World political leaders still have an axe to grind with business. Corporations are still sitting on a vast cash-stash, and don't seem to me in a hurry to invest.
The same is true of cross-border investments. From a low level in 2012, they are eking out very modest growth thus far in 2013. Will business hesitation hold back the world economy indefinitely, or is there hope that things will turn around?
Global foreign direct investment (FDI) plunged by a stunning 33 per cent in 2009 as the world tumbled into the Great Recession. However, by 2011 solid growth lifted FDI up to a level just 9 per cent below the 2008 level. Something spooked investors in 2012, though, shoving FDI back down by 18 per cent. In the first half of 2013, FDI is up, but by a slim 3.8 per cent. Seems like we have waited a long time for a resurgence, only to get a relapse. Is it temporary, or are we in trouble?
So far this year, weakness is widespread. Collectively, emerging markets are growing 8.8 per cent, but take away the impressive gains in Russia and Mexico, and total FDI is actually contracting by 5.5 per cent across a broad swath of markets. Together, developed-market FDI is down 12 per cent in the first half of the year, with few gainers. Five years beyond the crisis-point, the figures aren't comforting.

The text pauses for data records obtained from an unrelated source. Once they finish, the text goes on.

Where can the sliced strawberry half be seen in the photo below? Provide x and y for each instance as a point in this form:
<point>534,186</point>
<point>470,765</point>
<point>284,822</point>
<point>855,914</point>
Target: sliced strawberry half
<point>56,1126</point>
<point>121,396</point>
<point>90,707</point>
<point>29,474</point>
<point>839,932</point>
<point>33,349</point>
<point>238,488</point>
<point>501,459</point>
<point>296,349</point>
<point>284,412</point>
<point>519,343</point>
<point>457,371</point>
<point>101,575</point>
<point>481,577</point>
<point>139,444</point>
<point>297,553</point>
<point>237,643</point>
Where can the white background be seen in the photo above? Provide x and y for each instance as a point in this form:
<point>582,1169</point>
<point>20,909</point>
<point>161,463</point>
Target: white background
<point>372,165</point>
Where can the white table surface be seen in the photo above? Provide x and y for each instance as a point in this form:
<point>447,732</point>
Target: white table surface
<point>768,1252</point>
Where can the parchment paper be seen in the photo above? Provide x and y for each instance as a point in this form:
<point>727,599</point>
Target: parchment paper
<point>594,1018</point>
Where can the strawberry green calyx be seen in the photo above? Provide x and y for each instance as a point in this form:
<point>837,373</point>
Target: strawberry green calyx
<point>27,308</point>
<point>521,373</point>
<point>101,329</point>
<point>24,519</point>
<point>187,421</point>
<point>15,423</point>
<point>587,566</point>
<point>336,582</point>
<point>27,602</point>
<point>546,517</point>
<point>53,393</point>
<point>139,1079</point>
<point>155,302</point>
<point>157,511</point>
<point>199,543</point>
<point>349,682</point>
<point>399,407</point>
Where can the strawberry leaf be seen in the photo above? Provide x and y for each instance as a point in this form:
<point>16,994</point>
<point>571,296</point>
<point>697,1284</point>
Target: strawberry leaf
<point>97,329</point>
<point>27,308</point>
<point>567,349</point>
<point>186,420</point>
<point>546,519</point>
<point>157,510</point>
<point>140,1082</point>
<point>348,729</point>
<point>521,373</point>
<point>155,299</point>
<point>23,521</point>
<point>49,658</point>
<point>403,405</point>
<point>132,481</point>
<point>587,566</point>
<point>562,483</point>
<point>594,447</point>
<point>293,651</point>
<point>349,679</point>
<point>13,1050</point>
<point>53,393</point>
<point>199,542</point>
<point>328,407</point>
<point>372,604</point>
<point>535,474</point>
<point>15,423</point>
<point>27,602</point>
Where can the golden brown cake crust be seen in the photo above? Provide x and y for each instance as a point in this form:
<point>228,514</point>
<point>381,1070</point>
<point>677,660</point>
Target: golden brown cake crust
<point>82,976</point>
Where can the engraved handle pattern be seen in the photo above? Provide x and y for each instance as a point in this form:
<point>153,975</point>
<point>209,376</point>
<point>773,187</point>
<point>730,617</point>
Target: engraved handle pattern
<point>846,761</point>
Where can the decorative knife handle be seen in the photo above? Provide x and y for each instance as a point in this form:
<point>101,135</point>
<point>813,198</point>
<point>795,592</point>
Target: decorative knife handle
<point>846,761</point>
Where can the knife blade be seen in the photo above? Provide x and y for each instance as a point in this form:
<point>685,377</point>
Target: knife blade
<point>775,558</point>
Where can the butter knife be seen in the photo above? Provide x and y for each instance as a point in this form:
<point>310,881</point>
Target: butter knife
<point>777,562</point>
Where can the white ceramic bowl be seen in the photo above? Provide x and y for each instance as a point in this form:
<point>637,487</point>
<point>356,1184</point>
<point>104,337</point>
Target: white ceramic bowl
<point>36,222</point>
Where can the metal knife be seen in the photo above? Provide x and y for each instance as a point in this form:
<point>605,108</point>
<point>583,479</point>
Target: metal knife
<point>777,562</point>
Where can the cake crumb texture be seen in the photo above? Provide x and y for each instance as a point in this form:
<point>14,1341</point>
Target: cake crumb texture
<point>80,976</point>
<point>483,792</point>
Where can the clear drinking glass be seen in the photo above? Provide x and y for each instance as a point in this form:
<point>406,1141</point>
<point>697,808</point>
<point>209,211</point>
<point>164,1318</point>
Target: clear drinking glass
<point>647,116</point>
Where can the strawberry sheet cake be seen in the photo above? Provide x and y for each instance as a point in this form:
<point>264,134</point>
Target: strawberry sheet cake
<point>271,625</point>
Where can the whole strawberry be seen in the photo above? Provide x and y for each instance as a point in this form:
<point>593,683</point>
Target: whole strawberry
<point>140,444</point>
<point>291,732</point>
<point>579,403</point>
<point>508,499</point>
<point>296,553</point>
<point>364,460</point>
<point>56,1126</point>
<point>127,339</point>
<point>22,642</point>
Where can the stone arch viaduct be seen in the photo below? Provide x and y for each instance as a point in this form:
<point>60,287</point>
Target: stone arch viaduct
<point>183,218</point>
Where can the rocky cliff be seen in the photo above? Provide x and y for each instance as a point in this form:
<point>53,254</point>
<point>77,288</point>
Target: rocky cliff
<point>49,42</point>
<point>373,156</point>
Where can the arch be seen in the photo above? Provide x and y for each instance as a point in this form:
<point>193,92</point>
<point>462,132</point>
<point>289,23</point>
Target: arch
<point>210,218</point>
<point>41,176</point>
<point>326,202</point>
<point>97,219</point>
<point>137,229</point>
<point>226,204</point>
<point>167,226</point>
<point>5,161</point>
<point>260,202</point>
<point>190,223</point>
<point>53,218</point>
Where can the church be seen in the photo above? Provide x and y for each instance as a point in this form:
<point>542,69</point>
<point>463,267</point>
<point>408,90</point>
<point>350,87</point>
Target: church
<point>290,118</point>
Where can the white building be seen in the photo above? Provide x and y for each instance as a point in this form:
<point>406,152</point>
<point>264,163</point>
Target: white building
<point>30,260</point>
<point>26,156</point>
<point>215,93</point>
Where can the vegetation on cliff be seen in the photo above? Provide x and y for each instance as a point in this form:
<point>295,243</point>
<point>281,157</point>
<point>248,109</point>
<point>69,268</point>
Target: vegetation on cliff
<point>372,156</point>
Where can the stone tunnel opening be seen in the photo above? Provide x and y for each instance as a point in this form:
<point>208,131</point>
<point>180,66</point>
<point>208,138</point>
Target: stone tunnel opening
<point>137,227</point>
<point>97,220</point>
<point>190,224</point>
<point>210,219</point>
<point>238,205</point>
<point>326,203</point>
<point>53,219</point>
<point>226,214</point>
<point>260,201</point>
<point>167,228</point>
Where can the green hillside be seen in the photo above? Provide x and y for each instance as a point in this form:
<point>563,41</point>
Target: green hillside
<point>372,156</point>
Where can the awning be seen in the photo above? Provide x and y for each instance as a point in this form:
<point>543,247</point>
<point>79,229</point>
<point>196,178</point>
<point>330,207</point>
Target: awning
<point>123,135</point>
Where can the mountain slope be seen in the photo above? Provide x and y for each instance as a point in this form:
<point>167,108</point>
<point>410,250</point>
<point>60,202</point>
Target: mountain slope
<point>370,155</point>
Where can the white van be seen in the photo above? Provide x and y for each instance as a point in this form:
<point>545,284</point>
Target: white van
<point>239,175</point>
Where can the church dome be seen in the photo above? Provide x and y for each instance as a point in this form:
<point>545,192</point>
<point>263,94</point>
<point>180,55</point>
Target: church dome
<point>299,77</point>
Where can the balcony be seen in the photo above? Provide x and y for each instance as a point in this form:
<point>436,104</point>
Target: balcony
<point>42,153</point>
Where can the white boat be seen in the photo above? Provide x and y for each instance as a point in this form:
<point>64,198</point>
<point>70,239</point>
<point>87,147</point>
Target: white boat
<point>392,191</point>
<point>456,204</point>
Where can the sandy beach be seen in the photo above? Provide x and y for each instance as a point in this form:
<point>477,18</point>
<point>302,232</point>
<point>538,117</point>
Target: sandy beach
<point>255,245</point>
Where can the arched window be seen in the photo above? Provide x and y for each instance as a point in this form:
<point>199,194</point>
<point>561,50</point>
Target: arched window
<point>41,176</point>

Is there a good explanation for current performance? Discouragement could be a factor - after all, five years is a long time to wait for true recovery. Yet business confidence numbers argue against gloom. Could it be the nascent slowdown in emerging markets? Perhaps, but that doesn't explain either the isolated aggressive gains or the developed-market losses. Is it the multiple, potentially havoc-wreaking global risks that followed the recession? Maybe, but they have recently moderated.
Maybe it's China's fault. After all, its labour markets are tightening, dissuading companies scanning the globe for sources of abundant, inexpensive workers. But if so, we would see evidence of that investment going elsewhere, and to date, that's not obvious in the numbers. Moreover, FDI to China actually posted a reasonable gain in the January-June period. Could it be access to credit? Possibly, but if companies really want to invest, they have the cash. So far, none of these typical factors that stymie investment makes a compelling case for sluggish FDI performance.
Truth be told, the hesitation in current FDI is likely more normal than not. Businesses typically invest when they are convinced that they have to in order to process the inflow of orders. When they have spare capacity - as they did in spades following the recession - they hold back until they've used it up. They thought that was the case in 2010 and 2011, when massive stimulus created the illusion of a recovery - but that faded fast, leading to today's tepid FDI activity. They will invest again - but only when an upsurge of activity compels them to. Until then, we'll have to be content with what we get.
Fortunately, Canada is one of the few that is bucking the global trend. Thus far in 2013, FDI inflows are up 44 per cent, and the recent $36 billion Petronas announcement, together with interest from other sources, bodes well for future growth. Canada's rich resources, solid economic structure and economic prospects will likely remain an effective magnet for future foreign investment.
The bottom line?
UNCTAD's mid-year checkup of foreign investment flows is uninspiring - but thankfully, those flows aren't an economic bellwether. As global activity picks up, so too will investment flows. Widespread aging of the population suggests that FDI will play an even greater role in the next economic cycle, as international sourcing of labour is added to the list of reasons to do it.